What can the CrowdStrike outage teach us about the evolving role of cyber insurance and governance in an increasingly digital world? Learn how this event is reshaping industry standards.
Sponsored by Markel Insurance Company

In July, a large technical outage impacted critical infrastructure in healthcare, airlines and banking. The event was caused by CrowdStrike, a cybersecurity solutions provider, inadvertently introducing a logic error into its software product Falcon. Here are the major takeaways for risk managers, cyber insurers, boards and cybersecurity professionals:

The CrowdStrike event was a paradoxical cyber failure—but that doesn't mean we should abandon basic cybersecurity principles.

Ironically, effective security measures can complicate users' experience so much that they become incentivized to find workarounds that undermine security. Alternatively, a layered security approach intended to provide depth of defense can introduce potential vulnerabilities if each layer is not managed properly.

The CrowdStrike Falcon event represented this paradox, which was not perpetrated by a malicious hacker but was caused by earnest efforts to improve cybersecurity. Abandoning endpoint detection and response (EDR) tools like CrowdStrike's Falcon, which are instrumental to an organization's cybersecurity, would be far riskier.

Bad code is harmful, but not the only thing compounding the issues of cybersecurity.

In his book “Fancy Bear Goes Phishing: The Dark History of the Information Age,"  Scott Shapiro notes that cybersecurity is not only shaped by computational code but also by powerful social, political and institutional codes that define the world around us, which Shapiro deems “upcode."

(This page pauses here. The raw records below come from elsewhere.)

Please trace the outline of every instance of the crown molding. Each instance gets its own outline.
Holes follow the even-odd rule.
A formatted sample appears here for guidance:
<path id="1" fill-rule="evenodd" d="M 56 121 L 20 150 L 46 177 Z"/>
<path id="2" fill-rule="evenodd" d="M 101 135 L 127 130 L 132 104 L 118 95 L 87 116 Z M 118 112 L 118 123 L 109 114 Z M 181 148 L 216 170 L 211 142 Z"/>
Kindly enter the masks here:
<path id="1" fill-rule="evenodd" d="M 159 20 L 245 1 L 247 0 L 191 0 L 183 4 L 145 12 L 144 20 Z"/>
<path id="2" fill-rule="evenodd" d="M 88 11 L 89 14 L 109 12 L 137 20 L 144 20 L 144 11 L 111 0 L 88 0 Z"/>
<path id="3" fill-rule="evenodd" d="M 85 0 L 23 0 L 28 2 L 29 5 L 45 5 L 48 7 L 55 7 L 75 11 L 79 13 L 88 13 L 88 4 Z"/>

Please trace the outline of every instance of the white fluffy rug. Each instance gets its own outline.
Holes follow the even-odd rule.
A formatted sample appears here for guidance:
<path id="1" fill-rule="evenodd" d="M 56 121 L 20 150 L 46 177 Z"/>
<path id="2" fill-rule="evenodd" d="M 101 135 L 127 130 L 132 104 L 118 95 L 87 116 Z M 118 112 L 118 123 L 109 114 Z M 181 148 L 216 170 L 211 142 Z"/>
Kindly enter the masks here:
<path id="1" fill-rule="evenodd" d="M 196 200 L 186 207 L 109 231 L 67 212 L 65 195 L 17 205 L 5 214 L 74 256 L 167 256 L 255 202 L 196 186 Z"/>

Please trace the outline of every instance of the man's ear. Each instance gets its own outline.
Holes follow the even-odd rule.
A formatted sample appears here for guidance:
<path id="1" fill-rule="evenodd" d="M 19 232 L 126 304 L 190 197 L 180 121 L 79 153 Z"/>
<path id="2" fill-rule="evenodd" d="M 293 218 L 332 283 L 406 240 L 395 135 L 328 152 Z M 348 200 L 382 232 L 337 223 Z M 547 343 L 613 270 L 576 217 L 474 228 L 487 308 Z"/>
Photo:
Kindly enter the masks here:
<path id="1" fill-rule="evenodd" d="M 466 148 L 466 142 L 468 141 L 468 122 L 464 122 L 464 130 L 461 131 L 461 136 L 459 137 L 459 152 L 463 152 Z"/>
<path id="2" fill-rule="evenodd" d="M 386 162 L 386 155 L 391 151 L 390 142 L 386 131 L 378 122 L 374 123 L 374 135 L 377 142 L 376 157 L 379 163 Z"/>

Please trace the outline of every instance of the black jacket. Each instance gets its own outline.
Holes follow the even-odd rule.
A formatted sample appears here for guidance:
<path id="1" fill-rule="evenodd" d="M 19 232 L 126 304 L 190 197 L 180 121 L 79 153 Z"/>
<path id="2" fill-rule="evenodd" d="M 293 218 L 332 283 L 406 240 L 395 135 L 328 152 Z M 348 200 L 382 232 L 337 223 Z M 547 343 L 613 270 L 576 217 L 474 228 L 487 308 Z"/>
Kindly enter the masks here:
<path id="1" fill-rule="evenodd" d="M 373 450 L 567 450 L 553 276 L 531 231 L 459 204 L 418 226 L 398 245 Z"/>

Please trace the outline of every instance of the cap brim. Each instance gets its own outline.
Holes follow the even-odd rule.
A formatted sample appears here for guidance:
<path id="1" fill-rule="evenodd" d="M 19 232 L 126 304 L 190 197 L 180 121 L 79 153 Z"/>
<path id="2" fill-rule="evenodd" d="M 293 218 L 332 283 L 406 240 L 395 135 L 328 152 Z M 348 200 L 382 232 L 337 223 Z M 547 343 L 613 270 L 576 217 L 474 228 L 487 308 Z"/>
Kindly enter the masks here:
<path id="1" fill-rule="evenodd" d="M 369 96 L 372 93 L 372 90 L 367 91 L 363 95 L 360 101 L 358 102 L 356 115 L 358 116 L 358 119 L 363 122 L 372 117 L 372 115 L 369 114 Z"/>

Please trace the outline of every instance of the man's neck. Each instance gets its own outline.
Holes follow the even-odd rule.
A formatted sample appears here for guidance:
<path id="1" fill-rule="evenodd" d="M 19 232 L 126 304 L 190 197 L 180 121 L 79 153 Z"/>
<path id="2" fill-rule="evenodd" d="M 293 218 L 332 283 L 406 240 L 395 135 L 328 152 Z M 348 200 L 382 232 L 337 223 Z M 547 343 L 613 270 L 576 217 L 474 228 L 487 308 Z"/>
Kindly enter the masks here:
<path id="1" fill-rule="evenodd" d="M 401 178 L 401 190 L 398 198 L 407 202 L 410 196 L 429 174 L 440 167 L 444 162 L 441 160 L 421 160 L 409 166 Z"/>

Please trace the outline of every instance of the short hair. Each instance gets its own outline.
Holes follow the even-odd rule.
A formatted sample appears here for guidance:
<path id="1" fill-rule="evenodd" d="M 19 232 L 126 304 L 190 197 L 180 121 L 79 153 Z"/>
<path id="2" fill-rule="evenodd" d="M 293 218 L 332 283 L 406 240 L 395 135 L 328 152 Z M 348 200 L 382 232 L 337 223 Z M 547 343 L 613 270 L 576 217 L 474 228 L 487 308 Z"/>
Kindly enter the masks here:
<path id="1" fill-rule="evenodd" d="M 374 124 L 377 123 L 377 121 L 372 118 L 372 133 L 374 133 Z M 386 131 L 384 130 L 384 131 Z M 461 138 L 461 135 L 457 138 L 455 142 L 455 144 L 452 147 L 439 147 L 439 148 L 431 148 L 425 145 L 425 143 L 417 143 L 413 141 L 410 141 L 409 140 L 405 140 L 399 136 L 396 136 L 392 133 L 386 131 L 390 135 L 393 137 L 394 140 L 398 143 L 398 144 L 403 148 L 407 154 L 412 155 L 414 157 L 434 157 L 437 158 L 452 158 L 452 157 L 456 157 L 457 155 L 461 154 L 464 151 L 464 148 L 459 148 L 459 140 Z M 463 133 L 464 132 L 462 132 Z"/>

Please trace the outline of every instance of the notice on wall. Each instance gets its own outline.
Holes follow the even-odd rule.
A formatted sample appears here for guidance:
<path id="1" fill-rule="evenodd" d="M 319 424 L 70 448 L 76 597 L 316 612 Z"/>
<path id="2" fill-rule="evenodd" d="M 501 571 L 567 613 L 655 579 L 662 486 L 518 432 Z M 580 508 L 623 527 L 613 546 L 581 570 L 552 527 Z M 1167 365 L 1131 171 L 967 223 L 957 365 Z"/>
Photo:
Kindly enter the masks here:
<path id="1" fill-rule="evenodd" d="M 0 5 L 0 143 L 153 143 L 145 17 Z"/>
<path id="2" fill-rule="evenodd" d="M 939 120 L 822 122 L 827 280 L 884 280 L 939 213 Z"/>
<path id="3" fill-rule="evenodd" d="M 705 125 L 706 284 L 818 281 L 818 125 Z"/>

These include morality, religion, social norms, corporate policies and codes of ethics, and can be challenging to navigate. The attribution of a cyberattack goes far beyond any forensic computational proof because it is intertwined with political, legal, contractual and cultural rules.

One aspect of “upcode" that may need to change is governance concerning how software is created, implemented, sold and authenticated. One exciting recent development in this area comes from the U.S. government's National Cybersecurity Strategy, which urges that responsibility for cybersecurity should move from software users to software creators.

One proposed requirement is that all software vendors must attest that they developed their software in accordance with NIST 800-218, the Secure Software Development Framework (SSDF). While this would not necessarily have prevented the CrowdStrike event, it potentially mitigates vulnerabilities in published software and thereby complements and reinforces the cybersecurity practices deployed at the business level.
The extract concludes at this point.